At some point, almost everyone gets chicken pox in their lives and recovers, but it can have a very unwelcome residual effect years later.
Both chicken pox and shingles are caused by the varicella-zoster virus.
Once a person has recovered completely from chicken pox, the virus will stay dormant in some nerve cells in the body. In most cases it is never seen again, but in some situations the virus can wake up years later and cause what is known as “shingles.”
What Does Shingles Do?
In most cases, shingles will begin in the form of a rash, usually on the side of your body or face. Eventually, this rash will turn to blisters and then scabs after just a few days. It will completely disappear in a couple of weeks.

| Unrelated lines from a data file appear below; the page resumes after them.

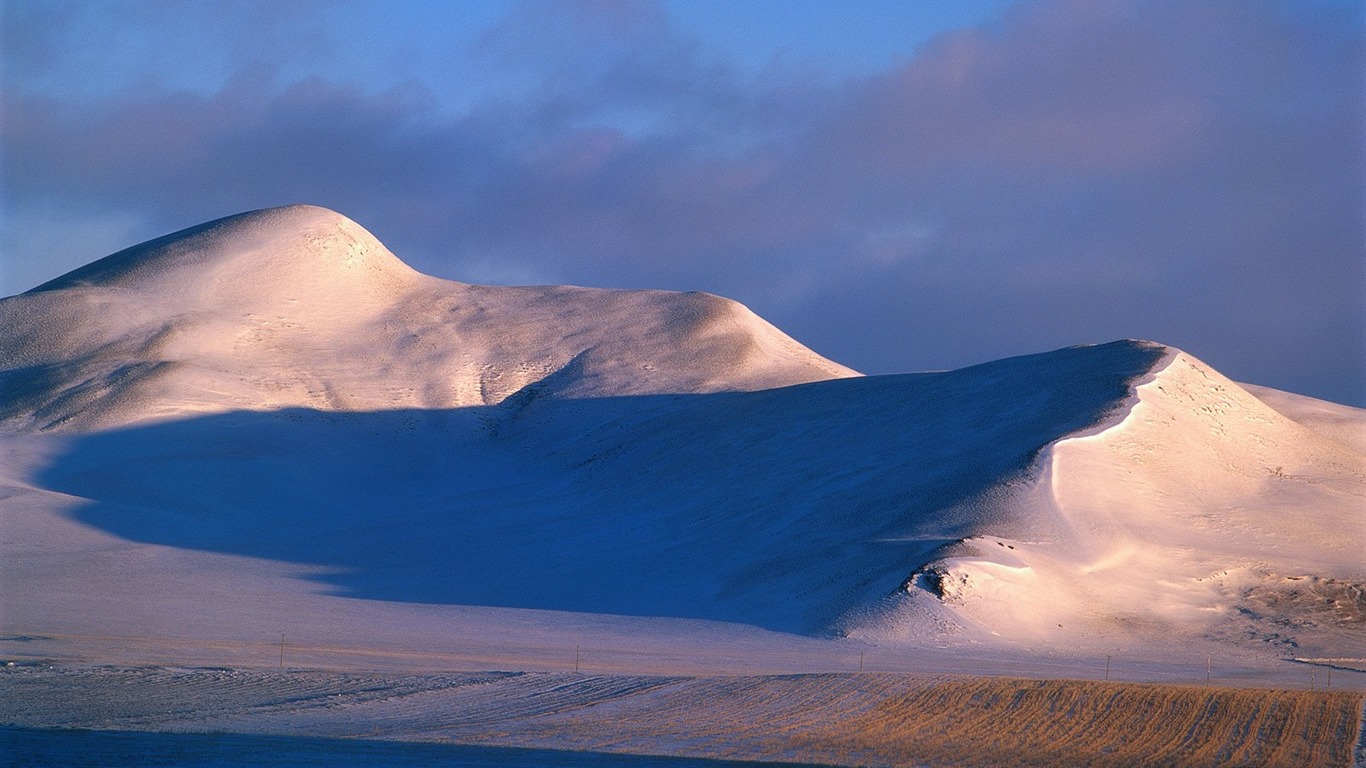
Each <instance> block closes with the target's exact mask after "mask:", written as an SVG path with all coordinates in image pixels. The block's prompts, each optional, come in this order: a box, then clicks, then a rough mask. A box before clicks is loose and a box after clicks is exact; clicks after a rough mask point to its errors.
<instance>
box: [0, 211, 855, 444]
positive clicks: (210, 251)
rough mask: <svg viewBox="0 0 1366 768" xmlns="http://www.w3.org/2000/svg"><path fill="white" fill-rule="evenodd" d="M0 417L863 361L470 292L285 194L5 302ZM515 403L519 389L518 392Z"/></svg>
mask: <svg viewBox="0 0 1366 768" xmlns="http://www.w3.org/2000/svg"><path fill="white" fill-rule="evenodd" d="M0 328H4V329H5V333H4V335H3V336H0V359H3V361H5V364H7V369H5V370H0V388H7V389H8V391H11V392H14V395H15V396H14V398H11V399H10V400H8V402H0V420H4V421H10V420H16V421H20V422H23V421H27V422H30V424H34V425H37V426H40V428H52V426H57V425H70V426H76V428H79V426H81V425H87V426H111V425H120V424H131V422H135V421H146V420H156V418H171V417H178V415H187V414H195V413H221V411H227V410H272V409H284V407H313V409H321V410H352V411H354V410H391V409H406V407H419V409H451V407H464V406H489V404H497V403H501V402H503V400H504V399H507V398H510V396H511V395H514V394H516V392H519V391H523V389H526V392H527V394H529V395H530V394H533V392H534V394H538V395H555V396H570V398H589V396H617V395H642V394H688V392H719V391H744V389H764V388H772V387H783V385H788V384H800V383H806V381H817V380H822V379H837V377H846V376H855V374H856V373H855V372H852V370H850V369H847V368H844V366H841V365H837V364H835V362H831V361H828V359H825V358H822V357H820V355H818V354H816V353H813V351H811V350H809V348H806V347H803V346H802V344H799V343H796V342H795V340H792V339H791V338H788V336H787V335H785V333H783V332H781V331H779V329H777V328H775V327H773V325H770V324H769V323H766V321H764V320H762V318H759V317H758V316H755V314H754V313H753V312H750V310H749V309H746V307H744V306H743V305H740V303H738V302H734V301H729V299H723V298H720V297H713V295H709V294H698V292H691V294H680V292H671V291H609V290H598V288H579V287H570V286H538V287H504V286H470V284H464V283H456V282H452V280H441V279H437V277H430V276H426V275H421V273H418V272H415V271H413V269H411V268H410V266H407V265H406V264H404V262H403V261H400V260H399V258H398V257H396V256H393V254H392V253H389V250H388V249H387V247H384V245H381V243H380V242H378V241H377V239H376V238H374V236H373V235H370V232H367V231H365V228H362V227H361V225H359V224H357V223H355V221H351V220H350V219H347V217H346V216H342V215H340V213H336V212H333V210H328V209H325V208H317V206H310V205H291V206H287V208H272V209H265V210H254V212H250V213H240V215H238V216H228V217H225V219H219V220H216V221H209V223H206V224H201V225H198V227H191V228H189V230H182V231H179V232H175V234H171V235H167V236H163V238H157V239H154V241H149V242H146V243H142V245H138V246H133V247H130V249H124V250H122V251H119V253H115V254H113V256H108V257H105V258H101V260H98V261H94V262H92V264H89V265H86V266H83V268H81V269H76V271H74V272H70V273H67V275H64V276H61V277H57V279H56V280H52V282H49V283H45V284H42V286H38V287H37V288H34V290H31V291H29V292H27V294H20V295H18V297H12V298H8V299H0ZM519 402H520V400H519Z"/></svg>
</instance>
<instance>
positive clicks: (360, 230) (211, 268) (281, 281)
mask: <svg viewBox="0 0 1366 768" xmlns="http://www.w3.org/2000/svg"><path fill="white" fill-rule="evenodd" d="M415 276H417V272H414V271H413V269H410V268H408V266H407V265H406V264H403V262H402V261H399V258H398V257H395V256H393V254H392V253H389V250H388V249H385V247H384V245H381V243H380V241H377V239H376V238H374V235H372V234H370V232H367V231H366V230H365V228H363V227H361V225H359V224H357V223H355V221H352V220H350V219H347V217H346V216H343V215H340V213H337V212H335V210H329V209H326V208H318V206H314V205H287V206H283V208H266V209H262V210H251V212H247V213H238V215H235V216H227V217H223V219H216V220H213V221H208V223H205V224H199V225H197V227H190V228H187V230H180V231H178V232H172V234H169V235H165V236H161V238H156V239H153V241H148V242H145V243H141V245H135V246H133V247H128V249H124V250H120V251H117V253H115V254H112V256H107V257H104V258H101V260H98V261H94V262H92V264H87V265H85V266H82V268H79V269H75V271H72V272H68V273H66V275H63V276H60V277H57V279H55V280H51V282H48V283H44V284H41V286H38V287H37V288H33V290H31V291H29V292H30V294H37V292H46V291H57V290H67V288H82V287H105V288H119V290H133V291H139V292H152V294H163V295H165V294H167V292H168V291H171V292H178V294H180V295H182V298H186V299H194V301H195V302H204V301H213V299H214V298H217V299H220V301H227V302H240V301H243V299H246V301H249V302H253V303H254V302H255V301H258V299H261V298H269V294H273V292H277V291H284V292H291V291H292V292H299V294H302V292H307V291H317V290H333V291H335V290H337V288H343V290H344V288H346V286H348V284H350V286H351V290H354V288H355V287H357V283H374V282H377V283H380V284H388V286H393V284H396V283H403V282H407V280H411V279H413V277H415ZM374 287H378V286H372V288H374ZM187 290H189V291H187Z"/></svg>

Even before you develop the shingles rash, there are a few symptoms that may indicate that you are about to break out. If you have had chicken pox before and you have any of the following symptoms, see a doctor:
- Headache or light sensitivity
- A feeling of flu without a fever
- Itching, tingling or even pain in a part of your body
- Development of a rash where you are experiencing the discomfort or pain
- Dizziness or weakness
- Problems with cognition
- Problems with eyesight
Who Is at Risk of Shingles?
If you have ever had chicken pox before, then you are at risk of getting shingles. Additionally, if you are over 50 you have a higher chance of developing shingles.
There is a vaccine available for those who have had chicken pox and are over 50. Although it doesn’t prevent you from getting shingles, it can greatly reduce the risks associated with it and help you recover faster if you do get it.
The reasons why the varicella-zoster virus awakens to cause shingles is unknown. It can be awakened by a compromised or weakened immune system.
If you have had chicken pox before, make sure your doctor knows about it, especially if you develop an illness that weakens your immune system.
How Can Shingles Be Treated? Are Others at Risk?
Shingles is incurable, but undergoing treatment can greatly reduce the length of time that you suffer from the illness and also reduce the chance of complications.
Shingles can be treated using antiviral medicines. These are taken to relieve the pain and to shorten the duration of the illness. In case you end up with long term pain and complications from shingles, there are pain medicines, antidepressants and topical creams available.
See a doctor if you feel that you are developing any of the symptoms of shingles and make sure you do not come into contact with anyone who has not had either shingles or chicken pox yet as there is a chance the virus can be spread.